The Oscar-winning actor has been a strong supporter of the Time’s Up movement, advocating for women’s equity, opportunity and safety in the workplace. Portman believes that power exists in unity, and that by creating a global sisterhood we can further the fight for women’s empowerment and equality. When she travelled to Kenya with ME to WE in 2015, she witnessed firsthand the imbalance of power that is created when there are educational disparities between boys and girls.
“A world of empowered women would be where you wouldn’t even have to note someone’s gender in terms of talking about their opportunity or wages or safety or treatment,” she said. “It would be where everyone is just considered a person and treated well because they’re a person, not because of any particularity about their genes.”
Between bites of ME to WE’s award-winning chocolate, the Science Guy talked about his role as CEO of the Planetary Society, an organization dedicated to raising awareness about the value of space exploration and planetary science. Compared to other space ventures, such as military satellites, space exploration is relatively inexpensive, he says. In the flesh, Bill Nye is the same white lab-coat-wearing Bill Nye the Science Guy that made your childhood self believe that science rules.

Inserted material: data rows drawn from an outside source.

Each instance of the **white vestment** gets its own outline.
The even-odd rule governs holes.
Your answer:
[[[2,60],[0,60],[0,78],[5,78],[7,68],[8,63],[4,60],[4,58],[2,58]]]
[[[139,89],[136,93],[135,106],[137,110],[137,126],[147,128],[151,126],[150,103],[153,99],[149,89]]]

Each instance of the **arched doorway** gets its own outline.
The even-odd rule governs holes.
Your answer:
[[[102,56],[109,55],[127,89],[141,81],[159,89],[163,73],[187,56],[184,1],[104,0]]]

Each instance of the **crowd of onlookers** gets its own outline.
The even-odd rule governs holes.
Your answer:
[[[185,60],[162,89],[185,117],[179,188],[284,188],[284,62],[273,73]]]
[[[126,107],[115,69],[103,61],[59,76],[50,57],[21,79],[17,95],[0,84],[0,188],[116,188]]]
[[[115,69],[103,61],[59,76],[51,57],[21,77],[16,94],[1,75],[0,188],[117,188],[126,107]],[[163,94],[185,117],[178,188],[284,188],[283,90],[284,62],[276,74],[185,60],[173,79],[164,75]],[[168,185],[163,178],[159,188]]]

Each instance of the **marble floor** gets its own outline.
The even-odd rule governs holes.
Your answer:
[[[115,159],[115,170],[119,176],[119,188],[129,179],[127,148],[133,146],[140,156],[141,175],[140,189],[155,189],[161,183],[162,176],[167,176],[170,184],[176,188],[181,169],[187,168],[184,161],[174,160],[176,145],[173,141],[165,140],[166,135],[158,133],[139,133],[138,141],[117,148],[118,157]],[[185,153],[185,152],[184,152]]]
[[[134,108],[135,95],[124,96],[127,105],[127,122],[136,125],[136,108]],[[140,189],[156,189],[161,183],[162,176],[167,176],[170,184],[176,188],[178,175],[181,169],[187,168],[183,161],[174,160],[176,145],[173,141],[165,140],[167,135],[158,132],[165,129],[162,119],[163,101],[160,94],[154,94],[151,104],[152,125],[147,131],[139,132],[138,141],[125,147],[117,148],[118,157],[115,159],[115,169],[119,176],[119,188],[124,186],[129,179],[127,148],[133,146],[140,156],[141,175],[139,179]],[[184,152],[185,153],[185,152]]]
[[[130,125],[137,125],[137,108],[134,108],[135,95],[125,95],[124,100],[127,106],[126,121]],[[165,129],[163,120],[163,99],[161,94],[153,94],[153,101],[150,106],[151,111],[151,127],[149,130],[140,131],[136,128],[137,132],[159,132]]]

Nye believes there’s life on other planets and hopes to test that hypothesis in the future – he’s not envisioning little green men in UFOs, but some form of bacteria or other microorganism. The Europa Clipper mission is one way he hopes to find out. Slated for launch in 2023, the mission will send a spacecraft into orbit around Jupiter, where it will be able to perform close flybys of Jupiter’s moon Europa to investigate whether it’s harbouring the conditions for life beneath its icy surface.
“If we were able to discover life, or evidence of life, like some fossilized bacteria, it would change the course of human history. It would be profound. It would be like Copernicus discovering that the Earth goes around the sun, or Galileo learning that the moon has craters,” he said. “There are two questions we all ask: where did we come from and are we alone in the universe? If you want to answer those questions you’ve got to explore space.”
Before he was Queer Eye’s culture expert, Karamo Brown co-founded 6in10.org, an organization that combats HIV stigma and provides mental health support and HIV education to the Black LGBT community. With the amount of knowledge we have as a society about how to prevent HIV, the incidence of cases should be falling. However, in communities of colour and in LGBT communities, the number of infected individuals is rising. Brown believes that there is a mental health aspect that exists when it comes to HIV prevention. When people don’t feel comfortable having conversations about how to protect themselves or about how they’re feeling, there are deeper mental health and self-esteem issues at play. Clad in his signature LA Dodgers hat and a sequined bomber jacket, Brown said he hopes that by empowering people with the confidence to speak up for themselves, as well as providing them with additional education and prophylactics, the number of cases will decline.